Wednesday, September 05, 2007

ice creamed: part 2 - time to churn!

The only real negative to making your own ice cream is the waiting time. After cooking up the custard, it had to chill in the fridge for at least a couple of hours before I got to break out the new machine and churn away. It's a good thing I was able to lick the spoon that I stirred the custard with or I might have gotten really cranky. And that is only the first waiting period. The actual churning of the ice cream was really pretty fun to watch. I mean, I didn't watch it every second but I admit I kept checking on it every couple of minutes. In just a half hour, my custard went from this:

To this:

That's pretty awesome. And I also admit to sticking a spoon into the opening here and there to grab a taste as it was churning. After about 30 minutes, I had another long wait. I transferred the soft ice cream to a container and in it went to the freezer to set up for another couple of hours. It's a good thing J-Cat went out to get donuts in the interim. But finally, after all that waiting, the creamy, custardy, vanilla-y, icy goodness:

This recipe was, admittedly, extremely rich, and probably wouldn't be my choice for classic vanilla ice cream in the future. It was delicious, incredibly smooth, and the texture was perfect, but the flavor and sweetness was more intense than my personal tastes. J-Cat really liked it, though he likened it more to a frozen custard than a traditional ice cream, which is accurate. Using the vanilla bean instead of vanilla extract was definitely noticeable and totally worth it. The next time I try a vanilla ice cream, I think I will go with a non-custard recipe and see how I like it. But before I do another vanilla, I have to seek out a recipe for my personal favorite flavor - pistachio. Recipe after the jump:


1 1/2 cups heavy cream
1 1/2 cups whole milk
1 vanilla bean pod, approx 6 inches long
2/3 cup sugar
2 whole eggs
3 egg yolks

Combine the cream and milk in a heavy saucepan and set over medium-low heat. Split the vanilla pod lengthwise. Using the back of a knife-blade, scrape out the beans. Add the beans and the split pod to the saucepan. Bring to just below a boil, stirring frequently, then lower the heat to maintain a very low simmer for 30 minutes, stirring frequently.
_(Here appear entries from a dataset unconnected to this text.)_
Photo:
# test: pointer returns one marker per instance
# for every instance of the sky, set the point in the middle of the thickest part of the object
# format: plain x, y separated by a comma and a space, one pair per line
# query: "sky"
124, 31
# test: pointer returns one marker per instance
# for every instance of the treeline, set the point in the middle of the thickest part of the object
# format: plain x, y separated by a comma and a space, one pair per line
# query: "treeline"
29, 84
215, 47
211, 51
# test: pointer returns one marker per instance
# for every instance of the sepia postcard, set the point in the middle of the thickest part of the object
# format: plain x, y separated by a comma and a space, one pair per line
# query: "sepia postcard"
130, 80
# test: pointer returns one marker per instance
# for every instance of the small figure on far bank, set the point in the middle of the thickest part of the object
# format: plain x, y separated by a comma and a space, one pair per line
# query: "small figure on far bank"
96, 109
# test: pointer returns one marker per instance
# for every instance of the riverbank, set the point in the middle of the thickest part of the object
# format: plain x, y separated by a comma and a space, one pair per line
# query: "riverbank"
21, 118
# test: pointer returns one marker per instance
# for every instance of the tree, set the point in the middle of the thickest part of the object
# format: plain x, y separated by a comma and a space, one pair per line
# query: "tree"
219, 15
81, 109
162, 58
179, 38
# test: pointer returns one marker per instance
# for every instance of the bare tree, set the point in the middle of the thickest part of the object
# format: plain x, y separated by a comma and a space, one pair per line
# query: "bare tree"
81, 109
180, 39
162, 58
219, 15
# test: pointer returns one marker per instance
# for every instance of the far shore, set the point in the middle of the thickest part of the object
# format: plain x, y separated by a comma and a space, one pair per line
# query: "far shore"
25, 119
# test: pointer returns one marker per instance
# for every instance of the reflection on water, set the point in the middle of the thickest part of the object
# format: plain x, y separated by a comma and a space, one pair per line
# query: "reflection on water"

While the milk mixture is simmering, combine the eggs, yolks, and sugar in a mixing bowl. Using a handheld mixer, beat until light yellow and frothy. When the milk mixture has finished simmering, slowly add about 1 cup to the egg mixture, mixing constantly with the mixer. Once it is fully incorporated, slowly add the egg mixture back to the saucepan, stirring constantly. Simmer on low heat until it begins to thicken. Strain the custard through a fine sieve to remove and curdles. Transfer custard mixture to a bowl, cover with plastic wrap on the surface of the custard, and chill in the refrigerator for at least 2 hours. After it has thoroughly chilled, follow the manufacturer's directions for churning in the ice cream maker. Makes approximately 1.5 quarts.